ORGONE et ÉNERGIE

Un peu d’histoire

Reich naît en 1897 à Dobrzcynica (Autriche). En 1911 sa mère se suicide après qu’il ait dit à son père qu’elle avait une liaison avec son précepteur. Son père meurt 3 ans plus tard d’une tuberculose, et Wilhelm se retrouve à la tête de la riche ferme familiale. En 1916 il arrive comme officier dans l’armée autrichienne et combat sur le front italien de la première guerre mondiale. En 1918, ne pouvant retourner chez lui en raison des nouvelles frontières imposées par le Traité de Versailles, il entâmes des études de médecine universitaire, à la Société Psychanalytique de Vienne.
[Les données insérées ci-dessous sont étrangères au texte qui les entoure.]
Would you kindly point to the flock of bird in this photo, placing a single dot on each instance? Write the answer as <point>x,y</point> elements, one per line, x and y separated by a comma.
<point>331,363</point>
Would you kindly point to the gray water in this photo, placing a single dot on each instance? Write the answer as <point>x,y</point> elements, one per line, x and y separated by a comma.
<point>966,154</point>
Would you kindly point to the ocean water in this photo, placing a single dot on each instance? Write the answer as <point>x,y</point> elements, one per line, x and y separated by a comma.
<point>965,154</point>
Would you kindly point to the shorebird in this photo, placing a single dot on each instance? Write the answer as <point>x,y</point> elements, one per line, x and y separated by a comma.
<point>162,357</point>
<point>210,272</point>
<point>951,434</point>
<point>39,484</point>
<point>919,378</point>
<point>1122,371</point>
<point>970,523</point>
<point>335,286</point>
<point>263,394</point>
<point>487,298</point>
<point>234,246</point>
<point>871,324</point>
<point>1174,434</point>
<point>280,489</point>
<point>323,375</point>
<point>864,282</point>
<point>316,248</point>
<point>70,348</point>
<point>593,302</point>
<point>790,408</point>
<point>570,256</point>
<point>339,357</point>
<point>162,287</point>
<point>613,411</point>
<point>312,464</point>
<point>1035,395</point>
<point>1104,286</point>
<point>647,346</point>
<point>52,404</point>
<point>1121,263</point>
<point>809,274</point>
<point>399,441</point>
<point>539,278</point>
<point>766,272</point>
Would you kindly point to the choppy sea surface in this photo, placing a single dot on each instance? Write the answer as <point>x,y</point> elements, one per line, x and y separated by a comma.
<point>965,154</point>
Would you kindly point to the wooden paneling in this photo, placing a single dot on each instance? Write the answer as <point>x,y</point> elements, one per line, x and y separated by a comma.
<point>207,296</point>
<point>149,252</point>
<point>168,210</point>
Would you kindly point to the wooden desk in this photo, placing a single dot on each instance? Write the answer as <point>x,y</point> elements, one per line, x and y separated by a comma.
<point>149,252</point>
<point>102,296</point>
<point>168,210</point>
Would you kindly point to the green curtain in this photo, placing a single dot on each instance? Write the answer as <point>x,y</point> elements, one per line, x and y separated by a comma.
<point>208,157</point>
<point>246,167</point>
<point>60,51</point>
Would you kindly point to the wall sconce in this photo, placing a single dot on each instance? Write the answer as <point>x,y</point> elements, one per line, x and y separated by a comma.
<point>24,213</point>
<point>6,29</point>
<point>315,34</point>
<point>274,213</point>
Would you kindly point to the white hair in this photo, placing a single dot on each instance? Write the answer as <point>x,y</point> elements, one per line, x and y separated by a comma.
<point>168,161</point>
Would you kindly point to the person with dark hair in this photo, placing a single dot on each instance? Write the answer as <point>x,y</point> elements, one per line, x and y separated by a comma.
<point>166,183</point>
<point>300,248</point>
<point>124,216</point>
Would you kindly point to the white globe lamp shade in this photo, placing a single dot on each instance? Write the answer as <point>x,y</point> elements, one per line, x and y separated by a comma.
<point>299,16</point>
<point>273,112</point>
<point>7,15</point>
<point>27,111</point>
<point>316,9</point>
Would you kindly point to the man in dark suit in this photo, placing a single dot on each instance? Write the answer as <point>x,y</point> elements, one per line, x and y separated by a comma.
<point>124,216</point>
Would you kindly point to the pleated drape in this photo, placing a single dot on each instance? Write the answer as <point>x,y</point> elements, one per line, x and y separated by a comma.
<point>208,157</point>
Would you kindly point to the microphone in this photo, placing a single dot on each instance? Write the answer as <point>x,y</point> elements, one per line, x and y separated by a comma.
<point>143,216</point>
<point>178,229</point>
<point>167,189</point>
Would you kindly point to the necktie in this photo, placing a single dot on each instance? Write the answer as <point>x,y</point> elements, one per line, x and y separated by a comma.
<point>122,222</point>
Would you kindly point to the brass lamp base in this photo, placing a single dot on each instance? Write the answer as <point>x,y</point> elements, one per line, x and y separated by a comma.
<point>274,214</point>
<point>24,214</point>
Dès 1920 il pratique la psychanalyse malgré son manque de formation académique. Dès l’obtention de son diplôme en 1922, Reich se lance dans la psychanalyse et la psychiatrie en pratique privée, tout en continuant ses études de neuropsychiatrie. Pendant 12 ans, il demeure à Vienne. Devenu très jeune l’un des plus éminents membres de la Société Psychanalytique de Vienne — dirigée à l’époque par son fondateur Sigmund Freud, il occupe de 1922 à 1930 le poste de premier assistant dans la polyclinique psychanalytique de Freud.Dès le début, son oeuvre soulève de nombreuses polémiques. On dira de lui qu’il était un égotiste paranoïaque qui ne comprenait rien à la méthode scientifique ni même aux domaines dans lesquels il prétendait avoir fait des découvertes révolutionnaires. Ce jugement, émis par Martin Gardner dans son ouvrage intitulé Le Troisième Reich et l’Obsession de l’orgone, reflète l’opinion généralement répandue dans les milieux scientifiques. Durant toute sa vie — et même après sa mort — Reich sera l’objet des critiques les plus virulentes. Elles auront pour effet de faire oublier le grand pionnier qu’il aura été dans le domaine de la recherche sur la libido, au profit d’une image sulfureuse, due en grande partie à ses moeurs fort libres et au fait qu’il ait cultivé l’indiscipline.